Wednesday, November 18, 2009

The Strain

I found this book for a couple of bucks at Half Priced Books a while ago, and many people said it was good, so I got it. I liked it. It's a SciFi thriller, but mostly a thriller by Guillermo Del Toro and Chuck Hogan (seriously, reviews acted like I knew who those guys were. I don't). A doctor with the CDC is called in when an airplane arrives at JFK with all passengers dead.
Okay, it's a vampire thriller, and because this one doesn't have the main character as a brooding, fwoppy haired love interest, I like it. Vampires are a plague (literally) to be destroyed, and the CDC doctor and a former professor have to figure out how to save New York.
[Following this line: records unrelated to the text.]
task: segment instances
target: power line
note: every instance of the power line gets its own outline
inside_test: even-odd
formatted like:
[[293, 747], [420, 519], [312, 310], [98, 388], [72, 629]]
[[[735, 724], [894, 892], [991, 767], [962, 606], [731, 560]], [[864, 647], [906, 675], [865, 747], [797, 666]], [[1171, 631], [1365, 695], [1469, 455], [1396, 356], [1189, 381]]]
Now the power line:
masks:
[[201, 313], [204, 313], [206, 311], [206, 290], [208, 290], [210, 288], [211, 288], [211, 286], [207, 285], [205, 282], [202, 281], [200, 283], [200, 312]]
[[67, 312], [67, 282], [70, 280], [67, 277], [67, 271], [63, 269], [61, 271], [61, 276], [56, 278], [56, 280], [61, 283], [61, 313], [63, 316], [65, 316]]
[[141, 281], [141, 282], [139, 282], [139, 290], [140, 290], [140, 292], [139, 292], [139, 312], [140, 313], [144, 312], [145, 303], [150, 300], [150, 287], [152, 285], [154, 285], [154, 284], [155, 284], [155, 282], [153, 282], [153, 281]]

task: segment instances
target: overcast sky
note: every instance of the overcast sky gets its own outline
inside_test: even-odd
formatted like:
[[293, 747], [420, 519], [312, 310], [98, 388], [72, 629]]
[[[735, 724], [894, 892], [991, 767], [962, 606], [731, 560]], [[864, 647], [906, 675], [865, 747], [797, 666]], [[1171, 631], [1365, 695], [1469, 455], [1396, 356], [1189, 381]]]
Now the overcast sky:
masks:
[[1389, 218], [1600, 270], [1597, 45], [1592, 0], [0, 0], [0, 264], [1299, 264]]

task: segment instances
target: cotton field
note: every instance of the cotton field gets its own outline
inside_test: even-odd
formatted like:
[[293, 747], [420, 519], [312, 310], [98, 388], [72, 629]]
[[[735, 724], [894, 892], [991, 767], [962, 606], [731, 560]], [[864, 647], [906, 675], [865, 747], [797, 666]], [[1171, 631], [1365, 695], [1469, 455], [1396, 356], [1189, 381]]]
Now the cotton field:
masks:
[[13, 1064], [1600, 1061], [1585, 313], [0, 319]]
It's the first book in a trilogy, and as long as they don't extend it to a fourth, I'm excited about this series. I'm sorry, the Twilight Books were great (except for that last tragic one), but the first movie was so bad it made my head hurt, and now the New Moon mania is driving me nuts. So go books that don't have sympathetic vampires!

The Book Thief

I had to reread this book for my book club this month, and I just love it. Marcus Zusak's WWII teen novel about a young girl, Lisel, in Germany is just fabulous. Lisel, after the death of her younger brother, is sent to live with Hans and Rosa Hubermann in Munich, and mets an incredible cast of characters. This book is well written, with an wonderfully unique narrator. Lisel starts her career as a book thief by stealing a book called the Gravediggers handbook, but through the narrative she steals many more. It is through these books that her foster father Hans teachers young Lisel to read, and it is books more than food that she and her best friend Rudy conspire to steal. Lisel's family harbors a fugitive Jew named Max, putting them all in danger, but bringing them closer together while showing the fear that was rampant during that period of history. It's a great read, and by the fourth chapter you stop hoping that Kurt or Maria will show up (WWII story with a Lisel, of course I was thinking of the Sound of Music for most of the beginning). This Lisel's Nazi's weren't nearly as nice as Rolf (spelling on that?) though.